Another student inside MCI-Concord wrote, “I love the way my professors challenge me and I’ve been humbled more than a few times. Prior to TUPIT, humility did not come easy for me at all.”
Humility is especially important in this work, according to Stephan Pennington, an associate music professor who taught “History of African-American Music” in MCI-Concord in fall 2022.
“There are people who go into [this word] for weird ego reasons or self aggrandizement reasons or white savior complexes, or that kind of a thing,” he said.
Instead, Pennington views the TUPIT programs at MCI-Concord as an opportunity for both groups to learn. The risk of people coming to work with TUPIT for the wrong reasons compelled him to begin teaching inside.
“I didn’t do anything differently internally, for myself, because this is just another class. I don’t think of the students as being different. I don’t feel like I need to do something special or different,” Pennington said. “These are students, so I’m going to treat them like students.”
As TUPIT continues to develop, Binda and others are thinking about the question of who is in the room. The program teaches almost 20 classes each year and has changed the course of the lives of dozens of Medford students, MCI-Concord degree students and MyTERN students, giving them new close relationships and shifting their career paths.
Binda, whom students call a “beast” and “rockstar,” along with Williamson and TUPIT’s Faculty Advisory Committee, are working hard to keep expanding and improving the program.
Kim Ruane, professor and chair of the math department, reflected on the connections between race and the prison system. According to Ruane, Black people are massively overrepresented in the incarcerated population in the U.S. She argues that if Tufts wants to address DEIJ issues, it needs to express committed support for TUPIT.
“This university wants to be anti-racist and wants to talk about diversity, equity and inclusion and justice,” Ruane said. “They can’t just take the credit for TUPIT when it suits them and not support it. … This is a component of our DEIJ mission … and you don’t just get to use it as look-what-we-do and then not support it.”

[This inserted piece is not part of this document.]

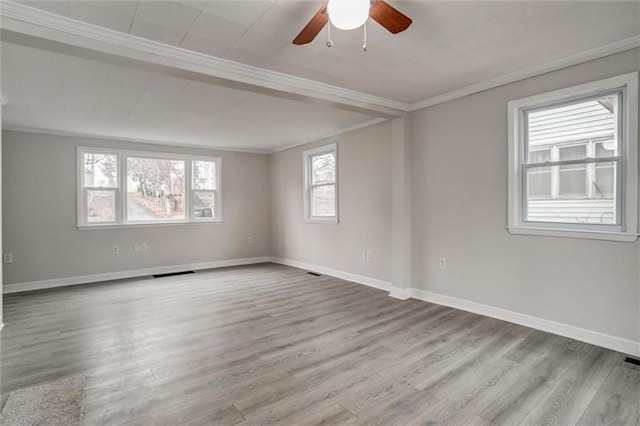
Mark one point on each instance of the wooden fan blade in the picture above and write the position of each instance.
(311, 30)
(389, 17)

Currently, when professors teach inside the prison, it typically doesn’t count towards their required teaching load, even though the incarcerated students are part of a faculty-approved degree program. Ruane and others called for this to change as the university takes the program more seriously. So far, the program has been funded by grants, some of which come from Tufts. The program’s leaders are also working to secure Pell Grants for students.
TUPIT has expanded its degree offerings inside: when the first cohort of students in MCI-Concord earned their associate’s degrees, they moved into a faculty-approved bachelor’s degree program from Tufts. They’re expected to complete the program in December of 2023, but there are still some logistics left.
“We are simply waiting for the administration to complete the process that will ensure that our students earn the degree for which they will have completed all requirements by December 2023,” Binda wrote in an email to the Daily.
Finally, students inside have one major request: more laptops. As of now, students have limited access to digital devices that do not require internet connection.
“Laptops would fix everything,” Neal wrote.
At the heart of TUPIT is the idea about the power of encountering another person as their full self and the transformative potential of empathy — an idea that Pennington identified as countercultural.
Delvalle agreed that TUPIT serves as a model for genuine interpersonal connections that can have broad and powerful implications.
“Bringing people together to breed more understanding about why society is the way it is, is ultimately going to be a huge factor in solving society's problems. Because until we get to be in the same spaces as each other and understand one another and have empathy for one another, we’re never going to move forward as a people,” Delvalle said. “We’re these stereotypes, these molds, these tropes the society has built, and people are kind of blindly subscribing to that — we’re breaking those.”